Du plaisir oui… mais si les énigmes sont de qualité !

Pour qu’une énigme soit bonne, elle peut être amusante, agréable ou intéressante à résoudre… Les énigmes n’ont comme limite que la créativité de leur créateur, et il y a plein de façons de faire de bonnes énigmes.

Mais il y a aussi plein de façons de faire de mauvaises énigmes, en commettant des erreurs. Connaître les erreurs classiques permet de développer son sens critique au sujet des jeux d’énigmes auxquels on participe, et permet surtout de ne pas commettre ces erreurs quand on en crée soi-même.

Depuis quelques années je m’intéresse de près aux jeux d’énigmes en tout genre, et j’ai pu en tester des centaines. Dans tous ces jeux, l’intérêt des énigmes est pour moi le principal critère de qualité.

Et maintenant que je suis passé du côté conception, avec Un Trésor à Paris, je prends d’autant plus le temps d’analyser les erreurs que je rencontre pour les éviter au maximum dans mes propres créations.

Voici 10 erreurs que j’ai trop souvent rencontrées, et que j’aimerais partager avec vous.

1. Faire un jeu de logique

Génial, un sudoku……..

Les jeux de logique, ça n’est pas des énigmes.

Dans une énigme il y a une astuce à trouver : quand on la trouve, on reçoit une petite décharge d’endorphine qui nous motive à nous casser la tête.

Les jeux de logique, ce sont des jeux de réflexion dont la méthode de résolution est déjà connue. C’est donc bien moins excitant de les résoudre.
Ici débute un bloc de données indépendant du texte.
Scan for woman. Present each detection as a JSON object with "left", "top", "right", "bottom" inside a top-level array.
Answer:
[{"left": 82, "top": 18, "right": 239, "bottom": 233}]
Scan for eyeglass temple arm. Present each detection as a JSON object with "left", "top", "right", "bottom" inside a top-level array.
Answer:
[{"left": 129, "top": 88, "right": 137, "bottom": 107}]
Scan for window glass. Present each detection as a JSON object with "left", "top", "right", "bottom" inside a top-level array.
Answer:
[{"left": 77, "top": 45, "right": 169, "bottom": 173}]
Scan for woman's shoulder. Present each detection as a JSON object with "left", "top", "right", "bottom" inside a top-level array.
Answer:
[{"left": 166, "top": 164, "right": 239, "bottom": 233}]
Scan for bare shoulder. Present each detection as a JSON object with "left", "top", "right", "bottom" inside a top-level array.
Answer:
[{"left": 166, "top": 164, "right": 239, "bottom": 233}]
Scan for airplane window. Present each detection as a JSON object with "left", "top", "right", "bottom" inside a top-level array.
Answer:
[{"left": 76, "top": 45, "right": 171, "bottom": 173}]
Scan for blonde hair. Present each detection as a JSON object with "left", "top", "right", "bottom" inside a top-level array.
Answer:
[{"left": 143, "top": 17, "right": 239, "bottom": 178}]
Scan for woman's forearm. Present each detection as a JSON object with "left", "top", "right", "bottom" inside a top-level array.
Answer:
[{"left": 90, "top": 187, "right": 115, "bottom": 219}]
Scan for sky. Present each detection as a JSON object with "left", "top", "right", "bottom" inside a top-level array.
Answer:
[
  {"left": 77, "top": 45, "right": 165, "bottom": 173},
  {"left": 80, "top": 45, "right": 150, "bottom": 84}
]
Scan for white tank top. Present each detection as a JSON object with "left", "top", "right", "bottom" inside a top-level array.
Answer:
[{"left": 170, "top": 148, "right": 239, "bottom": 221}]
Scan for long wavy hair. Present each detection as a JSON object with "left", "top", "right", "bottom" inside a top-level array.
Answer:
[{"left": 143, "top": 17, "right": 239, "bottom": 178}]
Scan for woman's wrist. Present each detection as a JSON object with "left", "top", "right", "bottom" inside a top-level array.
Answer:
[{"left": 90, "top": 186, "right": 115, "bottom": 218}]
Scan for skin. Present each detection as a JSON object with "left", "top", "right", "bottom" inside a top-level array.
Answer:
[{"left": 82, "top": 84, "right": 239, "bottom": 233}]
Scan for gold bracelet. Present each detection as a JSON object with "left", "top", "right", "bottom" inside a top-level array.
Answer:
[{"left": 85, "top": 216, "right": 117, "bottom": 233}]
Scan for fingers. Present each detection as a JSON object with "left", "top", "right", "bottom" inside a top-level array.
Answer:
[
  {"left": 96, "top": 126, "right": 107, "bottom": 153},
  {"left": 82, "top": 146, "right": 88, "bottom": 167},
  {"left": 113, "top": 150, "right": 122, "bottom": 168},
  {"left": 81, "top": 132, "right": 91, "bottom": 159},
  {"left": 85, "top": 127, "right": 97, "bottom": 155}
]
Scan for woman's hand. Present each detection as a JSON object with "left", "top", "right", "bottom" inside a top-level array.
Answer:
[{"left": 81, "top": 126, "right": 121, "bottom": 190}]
On peut avoir du plaisir à résoudre un Sudoku, un Simon (le jeu de mémoire où il faut reproduire une séquence), ou un Démineur, mais dans un jeu d’énigme ce ne sera pas très original.

Il y a pourtant des façons élégantes d’utiliser des jeux de logique existants pour en faire des énigmes :

  • Dissimuler le jeu pour qu’il ne soit pas directement reconnu par les joueurs comme tel.
  • Changer les règles, pour qu’il faille réfléchir à nouveau.
  • Faire évoluer le jeu dans une nouvelle version.

Par exemple, pour renouveler l’intérêt du Rubik’s cube, il a été inventé la version Mirror Blocks qui, au lieu de faire repérer les faces par leur couleur, utilise des sous-cubes de formes différentes. Le principe de résolution est le même, mais la vision du cube est fortement perturbée, et cela devient un nouveau défi de résoudre le cube.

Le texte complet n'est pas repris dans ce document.